Researchers also found that self-reported life satisfaction in men increased by around 30% with up to eight hours of paid work, although women didn't see a similar jump until working 20 hours.
They note that "the significant difference in mental health and wellbeing is between those with paid work and those with none," and that the working week could be shortened considerably "without a detrimental effect on the workers' mental health and wellbeing."
The team offer creative policy options for moving into a future with limited work, including "five-day weekends," working just a couple of hours a day, or increasing annual holiday from weeks to months -- even having two months off for every month at work.

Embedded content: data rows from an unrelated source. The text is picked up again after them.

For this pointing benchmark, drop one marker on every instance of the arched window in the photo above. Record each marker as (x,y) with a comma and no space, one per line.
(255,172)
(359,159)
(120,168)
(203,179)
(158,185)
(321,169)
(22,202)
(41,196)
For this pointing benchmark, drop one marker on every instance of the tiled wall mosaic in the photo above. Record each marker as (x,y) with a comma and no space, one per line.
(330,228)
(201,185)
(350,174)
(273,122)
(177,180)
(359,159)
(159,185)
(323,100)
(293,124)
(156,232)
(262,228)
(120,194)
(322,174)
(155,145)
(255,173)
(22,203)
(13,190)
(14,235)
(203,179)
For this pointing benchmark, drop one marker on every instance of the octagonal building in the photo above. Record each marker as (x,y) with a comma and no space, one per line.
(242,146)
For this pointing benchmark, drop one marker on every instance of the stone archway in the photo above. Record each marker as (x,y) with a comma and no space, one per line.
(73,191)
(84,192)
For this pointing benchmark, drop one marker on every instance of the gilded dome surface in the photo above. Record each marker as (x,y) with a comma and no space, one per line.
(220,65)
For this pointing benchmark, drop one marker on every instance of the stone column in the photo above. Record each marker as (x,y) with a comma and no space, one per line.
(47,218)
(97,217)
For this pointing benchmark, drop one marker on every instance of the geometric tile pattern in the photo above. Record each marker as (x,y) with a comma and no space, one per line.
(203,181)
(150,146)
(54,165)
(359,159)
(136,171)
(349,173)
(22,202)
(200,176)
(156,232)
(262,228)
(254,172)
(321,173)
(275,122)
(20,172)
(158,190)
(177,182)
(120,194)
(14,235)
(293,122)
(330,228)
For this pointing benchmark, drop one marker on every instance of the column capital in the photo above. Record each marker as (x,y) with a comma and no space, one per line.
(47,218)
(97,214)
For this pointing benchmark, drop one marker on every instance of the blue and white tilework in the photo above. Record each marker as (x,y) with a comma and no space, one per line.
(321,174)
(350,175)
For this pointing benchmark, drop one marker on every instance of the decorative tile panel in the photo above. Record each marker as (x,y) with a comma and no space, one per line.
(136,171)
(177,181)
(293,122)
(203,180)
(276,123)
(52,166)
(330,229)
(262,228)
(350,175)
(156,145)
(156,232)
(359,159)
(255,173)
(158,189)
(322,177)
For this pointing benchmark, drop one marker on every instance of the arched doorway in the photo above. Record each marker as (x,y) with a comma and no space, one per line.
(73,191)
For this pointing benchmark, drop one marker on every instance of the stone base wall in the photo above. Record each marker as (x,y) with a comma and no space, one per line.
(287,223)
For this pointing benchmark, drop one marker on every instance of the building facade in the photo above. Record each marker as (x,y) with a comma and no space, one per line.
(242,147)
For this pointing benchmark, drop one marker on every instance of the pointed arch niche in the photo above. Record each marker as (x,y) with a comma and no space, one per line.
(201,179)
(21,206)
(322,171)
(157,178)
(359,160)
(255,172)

They also argue that working hour reduction and redistribution could improve work-life balance, increase productivity, and cut down CO2 emissions from commuting. However, they point out that reduction of hours would need to be for everyone, to avoid increasing socioeconomic inequalities.
"The traditional model, in which everyone works around 40 hours a week, was never based on how much work was good for people. Our research suggests that micro-jobs provide the same psychological benefits as full-time jobs," said co-author and Cambridge sociologist Senhu Wang.
"However, the quality of work will always be crucial. Jobs where employees are disrespected or subject to insecure or zero-hours contracts do not provide the same benefits to wellbeing, nor are they likely to in the future."
Dr Burchell added: "If the UK were to plough annual productivity gains into reduced working hours rather than pay rises, the normal working week could be four days within a decade."